07/10/2010

'Rethink Spending Cuts' Says Devolved Leaders

The devolved administrations in Northern Ireland, Scotland and Wales have urged the Westminster Government to rethink its planned spending cuts.

Stormont First Minister, Peter Robinson and Deputy First Minister Martin McGuinness have today joined with their counterparts in Scotland and Wales to issue a joint declaration calling on the UK Government to reconsider its approach to the Comprehensive Spending Review.

The local Ministers, along with the Minister for Finance Sammy Wilson, co-signed the declaration, which stated that the three administrations shared a common concern over the consequences to their budgets of cuts, which they described as "too fast and too deep".

The declaration was signed by the Scottish and Welsh First Ministers, Deputy First Ministers and Finance Ministers of the Scottish Government, Northern Ireland Executive and Welsh Assembly Government and said we "wait with considerable apprehension to learn of the consequences for our respective budgets".

The statement continued that: "It is essential that we do not put the recovery at risk. We are concerned however that the UK Government's spending plans may do just that."

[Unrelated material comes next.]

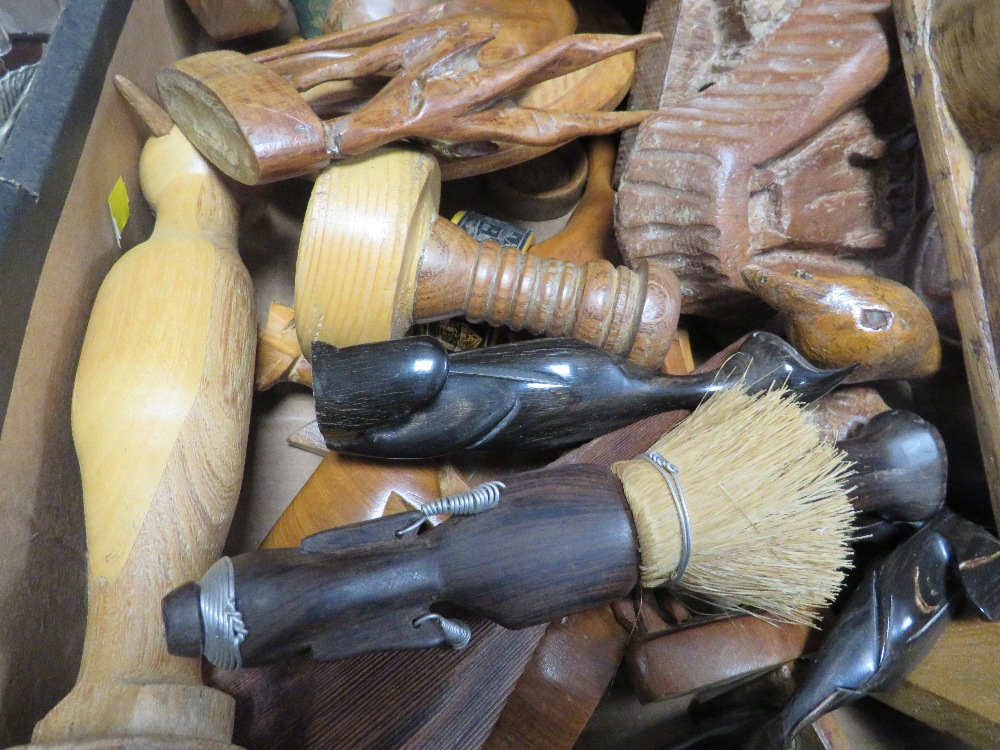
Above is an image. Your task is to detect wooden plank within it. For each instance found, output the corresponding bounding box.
[875,620,1000,750]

The statement underlined that the Institute for Fiscal Studies estimated that the spending plans outlined in the June Emergency Budget represent the deepest and most sustained cuts to public services since at least the end of the Second World War.

"These cuts are too fast and too deep, consistent with views expressed at the recent Finance Ministers' Quadrilateral," continued the declaration.

"The proposals to cut public spending to such an extent run the risk of stalling any recovery. Private sector demand remains fragile and access to finance continues to be constrained.

"The current plans for fiscal consolidation could therefore have a significant and lasting negative impact on the economy, including people's jobs, which would undermine the very efforts to address the UK's fiscal position. We believe that promoting economic growth is the best way to restore the health of our public finances and this must be our overriding priority."

The joint statement said cuts should be "scaled back and phased in over a longer period".

They urged the UK Government to "share its thinking before the spending review on 20 October so that their budgets could be organised".

Promises?

Meanwhile, the East Belfast DUP MLA Robin Newton has also said that the swingeing cuts proposed by the Conservative/Liberal Democratic coalition government including slashing the capital budget by 50% confirmed the lack of understanding these parties have of NI's unique position.

The DUP Stormont Junior Minister said: "David Cameron singled NI out for special budgetary restrictions prior to the election.

"Secretary of State Owen Patterson in his willingness to tear-up Government agreements is refusing to recognise the full scale of Northern Ireland's fiscal problems."